Monday, March 28, 2011

Francis Schaeffer the man


Many of us know Francis Schaeffer as the philosophical figure in Swiss clothes and a goatee beard giving him the appearance of a guru on the Swiss Alps of a place of refuge called L'Abri. He is well-known as an iconic figure because of his books such as "The God Who is There", "Escape From Reason" and a list of others. Most would imagine he was a great scholar seated in the halls of learning far from the ordinary lives of everyday people. But we are surprisingly wrong.


Schaeffer came from a poor family in a distant county of America. His parents were illiterate and he himself had no books to read until he worked for a rich foreigner who lent or gave him a book on philosophy.

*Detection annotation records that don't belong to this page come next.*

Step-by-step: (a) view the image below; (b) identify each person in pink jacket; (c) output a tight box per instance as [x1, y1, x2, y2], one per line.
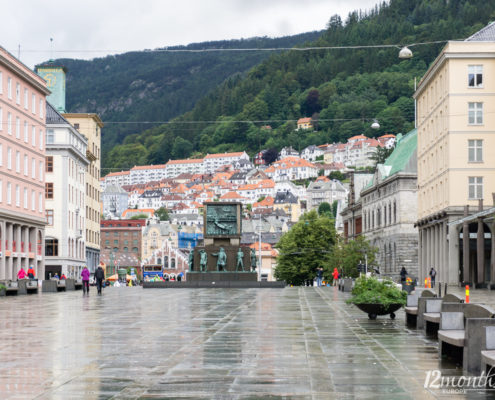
[17, 267, 27, 280]
[81, 266, 89, 294]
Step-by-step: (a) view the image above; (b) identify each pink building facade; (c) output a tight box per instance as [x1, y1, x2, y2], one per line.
[0, 47, 50, 281]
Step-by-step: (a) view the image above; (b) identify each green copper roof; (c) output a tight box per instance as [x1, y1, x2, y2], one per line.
[383, 129, 418, 178]
[363, 129, 418, 190]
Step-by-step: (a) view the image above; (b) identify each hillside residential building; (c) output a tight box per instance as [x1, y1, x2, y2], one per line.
[45, 102, 89, 278]
[264, 157, 318, 182]
[62, 113, 103, 272]
[100, 219, 146, 276]
[203, 151, 249, 174]
[129, 164, 167, 185]
[165, 158, 204, 178]
[101, 184, 129, 219]
[306, 177, 347, 210]
[301, 144, 325, 161]
[0, 47, 50, 280]
[101, 171, 131, 191]
[360, 130, 418, 279]
[297, 117, 313, 130]
[414, 23, 495, 286]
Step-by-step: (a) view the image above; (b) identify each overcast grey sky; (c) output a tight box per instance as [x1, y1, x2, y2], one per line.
[0, 0, 378, 67]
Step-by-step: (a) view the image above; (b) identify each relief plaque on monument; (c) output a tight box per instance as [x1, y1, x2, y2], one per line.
[204, 203, 242, 238]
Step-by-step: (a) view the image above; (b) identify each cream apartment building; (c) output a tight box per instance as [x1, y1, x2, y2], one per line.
[62, 113, 103, 272]
[414, 23, 495, 285]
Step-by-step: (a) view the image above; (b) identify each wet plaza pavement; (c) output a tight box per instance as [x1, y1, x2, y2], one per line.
[0, 287, 495, 400]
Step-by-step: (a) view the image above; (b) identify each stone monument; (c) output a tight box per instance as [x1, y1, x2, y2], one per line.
[187, 202, 258, 286]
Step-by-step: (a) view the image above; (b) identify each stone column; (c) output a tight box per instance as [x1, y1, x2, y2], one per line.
[418, 228, 423, 279]
[446, 226, 460, 283]
[462, 206, 471, 282]
[476, 199, 485, 284]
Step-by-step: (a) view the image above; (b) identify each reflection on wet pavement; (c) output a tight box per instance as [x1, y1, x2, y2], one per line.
[0, 287, 493, 400]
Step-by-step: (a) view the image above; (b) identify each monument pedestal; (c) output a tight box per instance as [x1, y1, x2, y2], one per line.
[186, 271, 258, 282]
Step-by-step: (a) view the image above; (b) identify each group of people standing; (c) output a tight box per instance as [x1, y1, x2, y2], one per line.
[81, 264, 105, 294]
[316, 267, 340, 286]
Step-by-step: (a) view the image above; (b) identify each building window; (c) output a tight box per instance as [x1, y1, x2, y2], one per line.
[45, 210, 53, 225]
[469, 176, 483, 200]
[45, 156, 53, 172]
[45, 239, 58, 257]
[15, 117, 21, 139]
[468, 140, 483, 162]
[15, 83, 21, 104]
[15, 151, 21, 173]
[468, 102, 483, 125]
[46, 129, 55, 144]
[468, 65, 483, 87]
[45, 182, 53, 199]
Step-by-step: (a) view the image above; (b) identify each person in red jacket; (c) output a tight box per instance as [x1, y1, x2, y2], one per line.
[332, 268, 339, 286]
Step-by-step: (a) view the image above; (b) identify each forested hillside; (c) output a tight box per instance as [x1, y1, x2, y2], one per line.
[57, 31, 322, 152]
[104, 0, 495, 168]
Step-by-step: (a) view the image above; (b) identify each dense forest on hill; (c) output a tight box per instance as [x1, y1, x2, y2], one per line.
[57, 31, 322, 152]
[100, 0, 495, 168]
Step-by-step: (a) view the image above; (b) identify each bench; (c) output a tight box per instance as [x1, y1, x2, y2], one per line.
[423, 294, 464, 335]
[481, 326, 495, 378]
[438, 304, 495, 374]
[4, 281, 19, 296]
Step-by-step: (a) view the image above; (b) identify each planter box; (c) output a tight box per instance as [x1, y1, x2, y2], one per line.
[355, 304, 402, 319]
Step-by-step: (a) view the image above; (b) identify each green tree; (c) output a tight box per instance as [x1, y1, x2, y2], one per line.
[370, 147, 394, 168]
[275, 210, 336, 285]
[318, 201, 332, 216]
[155, 207, 169, 221]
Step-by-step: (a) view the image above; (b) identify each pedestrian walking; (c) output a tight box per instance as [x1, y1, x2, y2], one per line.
[17, 267, 27, 280]
[95, 264, 105, 294]
[316, 267, 323, 286]
[81, 266, 89, 294]
[28, 265, 35, 279]
[430, 267, 437, 288]
[332, 268, 339, 286]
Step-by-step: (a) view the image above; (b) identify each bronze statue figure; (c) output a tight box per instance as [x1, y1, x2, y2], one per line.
[189, 249, 194, 271]
[251, 249, 258, 271]
[211, 247, 227, 271]
[236, 247, 244, 272]
[199, 250, 208, 272]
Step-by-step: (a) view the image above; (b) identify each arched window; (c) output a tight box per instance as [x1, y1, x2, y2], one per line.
[45, 239, 58, 257]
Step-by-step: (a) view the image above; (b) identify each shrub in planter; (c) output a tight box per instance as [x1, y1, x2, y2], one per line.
[347, 276, 407, 319]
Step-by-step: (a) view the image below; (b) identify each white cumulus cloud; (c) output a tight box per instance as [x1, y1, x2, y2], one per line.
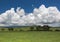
[0, 5, 60, 26]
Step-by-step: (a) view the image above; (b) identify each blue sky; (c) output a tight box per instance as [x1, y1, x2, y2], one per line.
[0, 0, 60, 13]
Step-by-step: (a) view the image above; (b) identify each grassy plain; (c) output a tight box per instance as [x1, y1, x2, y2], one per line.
[0, 31, 60, 42]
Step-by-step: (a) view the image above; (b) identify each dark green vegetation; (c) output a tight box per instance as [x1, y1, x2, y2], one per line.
[0, 25, 60, 31]
[0, 31, 60, 42]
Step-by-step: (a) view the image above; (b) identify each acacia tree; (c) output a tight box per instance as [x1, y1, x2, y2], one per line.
[43, 25, 50, 30]
[8, 28, 14, 31]
[30, 26, 34, 31]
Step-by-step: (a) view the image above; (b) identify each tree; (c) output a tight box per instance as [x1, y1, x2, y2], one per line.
[30, 26, 34, 31]
[8, 28, 14, 31]
[43, 25, 50, 30]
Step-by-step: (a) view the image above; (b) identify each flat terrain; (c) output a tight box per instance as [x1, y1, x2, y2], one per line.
[0, 31, 60, 42]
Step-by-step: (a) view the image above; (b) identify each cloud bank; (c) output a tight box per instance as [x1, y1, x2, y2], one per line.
[0, 5, 60, 26]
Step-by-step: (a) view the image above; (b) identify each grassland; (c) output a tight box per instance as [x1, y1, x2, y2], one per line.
[0, 31, 60, 42]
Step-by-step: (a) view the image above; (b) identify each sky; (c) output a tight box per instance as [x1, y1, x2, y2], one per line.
[0, 0, 60, 27]
[0, 0, 60, 13]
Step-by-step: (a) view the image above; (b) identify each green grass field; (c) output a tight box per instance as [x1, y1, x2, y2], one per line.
[0, 31, 60, 42]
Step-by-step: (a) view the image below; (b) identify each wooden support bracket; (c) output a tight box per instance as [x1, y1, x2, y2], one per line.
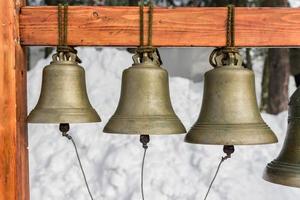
[20, 6, 300, 47]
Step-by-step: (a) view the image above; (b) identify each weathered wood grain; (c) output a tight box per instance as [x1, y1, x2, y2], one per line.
[0, 0, 29, 200]
[20, 6, 300, 47]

That is how he came to love the subject of Philosophy so as to write books from a Christian angle that would counter the Postmodern ideas that would plague the world in the 1960's. I think the Lord provided the means for him to go to college, poor though he was, and then to a Christian Seminary to turn out as a Presbyterian pastor. He was saved in a Presbyterian church, met his wife Edith who helped to nurture him in the refined ways of middle class society, she coming from a good educated family of some means.


Francis Schaeffer came into the Christian community for "such a time as this", that is as a man raised up to help the Church meet the intellectual challenges of Postmodernism. That is the intellectual aspect of the man.

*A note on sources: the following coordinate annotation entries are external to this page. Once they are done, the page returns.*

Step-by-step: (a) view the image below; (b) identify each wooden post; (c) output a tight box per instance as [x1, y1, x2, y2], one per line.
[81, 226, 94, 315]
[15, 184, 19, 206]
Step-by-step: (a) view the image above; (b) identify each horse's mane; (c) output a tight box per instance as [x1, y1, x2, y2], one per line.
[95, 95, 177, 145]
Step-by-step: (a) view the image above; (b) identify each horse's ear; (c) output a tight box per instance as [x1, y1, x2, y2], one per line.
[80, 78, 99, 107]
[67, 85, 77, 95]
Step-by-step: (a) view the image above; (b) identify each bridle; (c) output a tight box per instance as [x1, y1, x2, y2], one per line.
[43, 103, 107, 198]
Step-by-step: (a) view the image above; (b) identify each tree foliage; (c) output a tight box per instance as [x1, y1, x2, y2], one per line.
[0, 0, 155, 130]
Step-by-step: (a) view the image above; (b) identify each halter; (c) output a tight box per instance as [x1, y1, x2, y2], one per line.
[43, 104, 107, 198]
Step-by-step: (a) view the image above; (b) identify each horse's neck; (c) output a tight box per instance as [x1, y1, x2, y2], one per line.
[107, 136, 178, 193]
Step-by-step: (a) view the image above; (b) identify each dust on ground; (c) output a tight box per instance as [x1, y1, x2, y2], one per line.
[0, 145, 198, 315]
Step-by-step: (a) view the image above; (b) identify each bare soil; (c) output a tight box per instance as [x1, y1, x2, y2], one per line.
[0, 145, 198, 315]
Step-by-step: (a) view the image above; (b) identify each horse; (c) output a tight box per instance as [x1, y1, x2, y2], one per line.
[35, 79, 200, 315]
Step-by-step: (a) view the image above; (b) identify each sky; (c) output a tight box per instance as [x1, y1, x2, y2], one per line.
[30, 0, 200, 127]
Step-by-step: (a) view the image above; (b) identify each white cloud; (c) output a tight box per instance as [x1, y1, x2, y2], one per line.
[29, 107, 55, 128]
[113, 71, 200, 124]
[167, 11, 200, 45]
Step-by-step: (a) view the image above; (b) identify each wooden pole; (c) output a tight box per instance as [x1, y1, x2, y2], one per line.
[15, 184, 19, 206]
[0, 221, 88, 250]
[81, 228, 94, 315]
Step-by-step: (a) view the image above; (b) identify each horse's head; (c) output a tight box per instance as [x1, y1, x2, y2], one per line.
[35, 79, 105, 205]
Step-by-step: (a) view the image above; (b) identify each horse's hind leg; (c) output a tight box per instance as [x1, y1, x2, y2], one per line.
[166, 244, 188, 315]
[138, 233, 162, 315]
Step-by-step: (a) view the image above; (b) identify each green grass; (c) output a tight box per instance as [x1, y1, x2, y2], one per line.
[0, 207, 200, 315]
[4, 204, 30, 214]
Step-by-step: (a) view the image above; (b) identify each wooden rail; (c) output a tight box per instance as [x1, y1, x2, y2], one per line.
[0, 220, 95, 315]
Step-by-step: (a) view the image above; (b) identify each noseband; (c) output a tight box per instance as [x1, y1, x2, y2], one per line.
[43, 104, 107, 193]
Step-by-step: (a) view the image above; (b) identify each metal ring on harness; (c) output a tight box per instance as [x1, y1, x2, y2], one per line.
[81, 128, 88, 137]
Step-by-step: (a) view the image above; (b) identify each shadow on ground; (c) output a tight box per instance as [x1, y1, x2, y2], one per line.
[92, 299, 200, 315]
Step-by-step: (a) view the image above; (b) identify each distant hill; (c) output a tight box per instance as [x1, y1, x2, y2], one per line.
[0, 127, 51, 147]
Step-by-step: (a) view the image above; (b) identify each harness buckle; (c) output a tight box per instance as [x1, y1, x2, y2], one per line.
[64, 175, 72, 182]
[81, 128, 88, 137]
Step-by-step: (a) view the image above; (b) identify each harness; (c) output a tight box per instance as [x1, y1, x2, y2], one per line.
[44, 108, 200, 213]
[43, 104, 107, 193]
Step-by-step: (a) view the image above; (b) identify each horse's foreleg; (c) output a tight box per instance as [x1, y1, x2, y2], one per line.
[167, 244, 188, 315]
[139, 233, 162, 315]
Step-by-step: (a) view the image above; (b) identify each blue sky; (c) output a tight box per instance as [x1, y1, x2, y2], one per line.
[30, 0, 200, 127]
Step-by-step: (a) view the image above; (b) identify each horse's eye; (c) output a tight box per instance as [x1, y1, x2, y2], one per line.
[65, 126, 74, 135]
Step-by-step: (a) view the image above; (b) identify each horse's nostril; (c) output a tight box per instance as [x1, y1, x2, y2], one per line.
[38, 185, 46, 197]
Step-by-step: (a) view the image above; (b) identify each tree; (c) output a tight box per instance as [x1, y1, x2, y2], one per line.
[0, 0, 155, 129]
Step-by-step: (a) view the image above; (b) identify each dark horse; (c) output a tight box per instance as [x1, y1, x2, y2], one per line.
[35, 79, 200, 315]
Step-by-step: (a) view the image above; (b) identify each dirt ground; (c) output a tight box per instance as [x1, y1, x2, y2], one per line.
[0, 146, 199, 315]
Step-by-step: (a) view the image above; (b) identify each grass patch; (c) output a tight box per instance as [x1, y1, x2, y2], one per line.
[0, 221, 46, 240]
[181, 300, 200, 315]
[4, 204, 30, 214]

I am more interested in the less known achievements of the man. He was not really a scholar with great credentials despite his books and writings; he was not an original thinker and did not claim to be such; his was the rare gift of reducing the obscure thinking in simple writing which the ordinary people could understand - the gift of the populariser. With his knowledge of both the Bible and Philosophy, he taught Christians how to answer and overcome the challenges offered by Relativism, Humanism and the whole gamut of Postmodernism.

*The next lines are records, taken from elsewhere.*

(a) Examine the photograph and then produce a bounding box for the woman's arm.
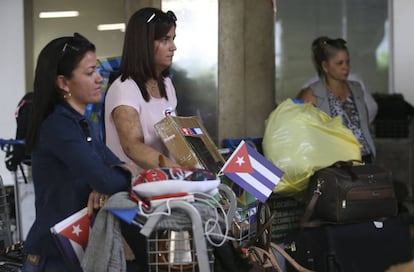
[296,88,316,105]
[112,105,178,169]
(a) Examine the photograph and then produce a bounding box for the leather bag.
[301,161,398,227]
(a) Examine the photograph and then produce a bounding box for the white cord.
[195,193,230,247]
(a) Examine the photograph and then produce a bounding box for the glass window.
[162,0,218,142]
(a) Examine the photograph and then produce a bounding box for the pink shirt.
[105,77,177,170]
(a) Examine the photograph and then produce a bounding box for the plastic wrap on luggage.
[263,99,361,196]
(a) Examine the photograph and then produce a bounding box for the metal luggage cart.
[0,139,31,242]
[141,184,236,272]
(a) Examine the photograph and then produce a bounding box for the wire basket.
[148,230,214,272]
[232,202,257,245]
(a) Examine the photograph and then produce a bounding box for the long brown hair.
[120,8,177,102]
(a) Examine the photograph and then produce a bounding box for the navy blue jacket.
[24,104,130,256]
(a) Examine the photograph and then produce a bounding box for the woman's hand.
[88,191,108,215]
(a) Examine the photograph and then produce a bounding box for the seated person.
[297,37,375,163]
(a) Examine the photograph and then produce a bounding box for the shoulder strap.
[79,119,92,144]
[300,179,323,229]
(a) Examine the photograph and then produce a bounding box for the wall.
[0,0,26,184]
[390,0,414,105]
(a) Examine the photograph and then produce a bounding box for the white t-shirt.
[105,77,177,169]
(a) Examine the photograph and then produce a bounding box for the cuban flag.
[221,141,284,203]
[51,208,91,271]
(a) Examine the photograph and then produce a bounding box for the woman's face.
[322,50,350,80]
[154,27,177,74]
[59,51,103,114]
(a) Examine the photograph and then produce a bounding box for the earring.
[63,92,72,99]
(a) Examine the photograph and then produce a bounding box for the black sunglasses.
[147,10,177,24]
[62,33,92,54]
[324,38,346,47]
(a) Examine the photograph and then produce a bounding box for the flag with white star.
[221,141,284,203]
[51,208,91,271]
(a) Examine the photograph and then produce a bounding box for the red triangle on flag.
[223,143,253,173]
[59,214,90,248]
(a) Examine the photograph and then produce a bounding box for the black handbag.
[301,161,398,227]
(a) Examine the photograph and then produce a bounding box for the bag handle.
[331,160,364,180]
[300,178,325,229]
[300,160,364,229]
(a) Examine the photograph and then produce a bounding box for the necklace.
[146,79,160,97]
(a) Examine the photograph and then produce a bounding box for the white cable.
[195,193,230,247]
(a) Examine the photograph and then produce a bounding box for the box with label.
[155,116,225,174]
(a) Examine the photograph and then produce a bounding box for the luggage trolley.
[141,184,237,272]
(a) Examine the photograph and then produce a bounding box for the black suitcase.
[285,214,412,272]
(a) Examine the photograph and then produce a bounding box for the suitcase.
[285,213,412,272]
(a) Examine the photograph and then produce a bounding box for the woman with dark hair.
[105,7,178,172]
[23,33,138,271]
[297,37,375,163]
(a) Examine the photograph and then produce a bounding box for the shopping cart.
[141,184,236,272]
[0,139,31,242]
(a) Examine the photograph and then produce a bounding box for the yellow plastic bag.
[263,99,361,196]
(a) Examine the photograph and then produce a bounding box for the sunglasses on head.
[323,38,346,46]
[147,10,177,24]
[62,33,91,54]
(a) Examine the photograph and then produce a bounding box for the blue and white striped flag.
[221,141,284,203]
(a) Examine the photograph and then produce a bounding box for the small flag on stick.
[221,141,284,203]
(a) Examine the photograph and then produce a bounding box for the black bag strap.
[79,119,92,144]
[300,160,364,229]
[299,179,325,229]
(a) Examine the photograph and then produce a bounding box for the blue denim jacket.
[24,103,130,256]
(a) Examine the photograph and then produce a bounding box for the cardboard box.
[155,116,225,174]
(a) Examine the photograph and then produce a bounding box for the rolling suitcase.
[285,214,412,272]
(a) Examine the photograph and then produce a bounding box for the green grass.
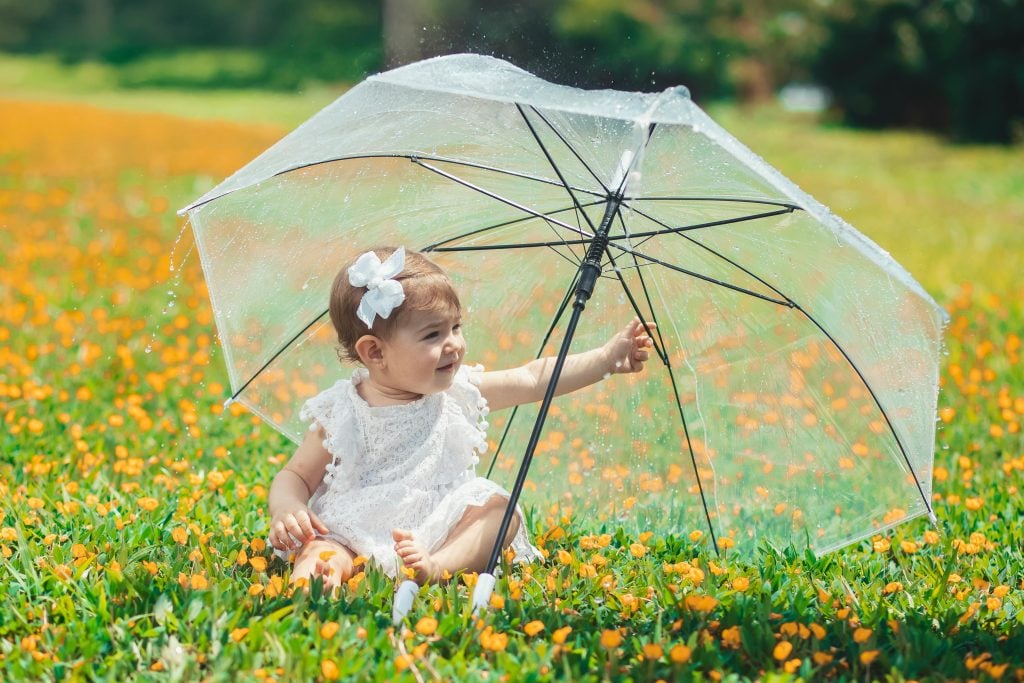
[0,56,1024,681]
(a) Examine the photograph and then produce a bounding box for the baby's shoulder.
[447,365,487,414]
[299,379,352,428]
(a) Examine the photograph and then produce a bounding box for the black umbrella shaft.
[486,196,623,574]
[577,195,623,305]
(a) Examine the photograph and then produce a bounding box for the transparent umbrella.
[182,55,945,614]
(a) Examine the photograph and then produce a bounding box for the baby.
[269,247,652,587]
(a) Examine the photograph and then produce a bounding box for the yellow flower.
[669,643,692,664]
[722,626,741,649]
[321,659,342,681]
[480,626,509,652]
[899,541,918,555]
[522,620,544,637]
[686,595,718,612]
[853,627,873,643]
[643,643,665,659]
[416,616,437,636]
[601,629,623,650]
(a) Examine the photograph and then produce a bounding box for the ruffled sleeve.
[447,366,490,454]
[299,380,352,464]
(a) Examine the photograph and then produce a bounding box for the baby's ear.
[355,335,384,368]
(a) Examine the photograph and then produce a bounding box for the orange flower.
[551,626,572,645]
[669,643,692,664]
[643,643,665,659]
[522,620,544,637]
[853,627,874,643]
[601,629,623,650]
[416,616,437,636]
[321,659,342,681]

What is more important than his intellectual contribution was teaching the fractured and deeply divided Evangelical Church how to convey the Truths of Scripture in the spirit of love. He had been nurtured by the Presbyterian Church in America, had seen the bitterness of the doctrinal splits between the Orthodox Presbyterians and the liberals (witnessed the carnal name-calling and legalistic disputes and quarrels over doctrines). He saw also divisions over such issues as drinking alcohol: Christians fighting one another with tongs and hammers, tooth and nail over social issues. Edith and he realised that what Evangelical Christianity needed was a model of how to reach out to people differing from us in unconditional love (Agape love) and loving them to win them over (not by preaching down at them, not by dictating doctrines to them). Hence the couple went to Swiss Alps and started the communal living of L'Abri.


Through the L'Abri community Schaeffer and wife reached a new generation of seekers (young intellectuals seeking answers) who were to impact Evangelical Christianity for generations to come. A few names will suffice: Dr Os Guinness (who grew up in Kluang, Malaysia), Jerram Barrs, Jerry Falwell, Dr. Everett Koop, to name a few.


L'Abri has lived on in the lives of the people who were impacted as young seekers, who have not grown up to be influential figures in their own social circles. This is the greatest impact of Francis Schaeffer.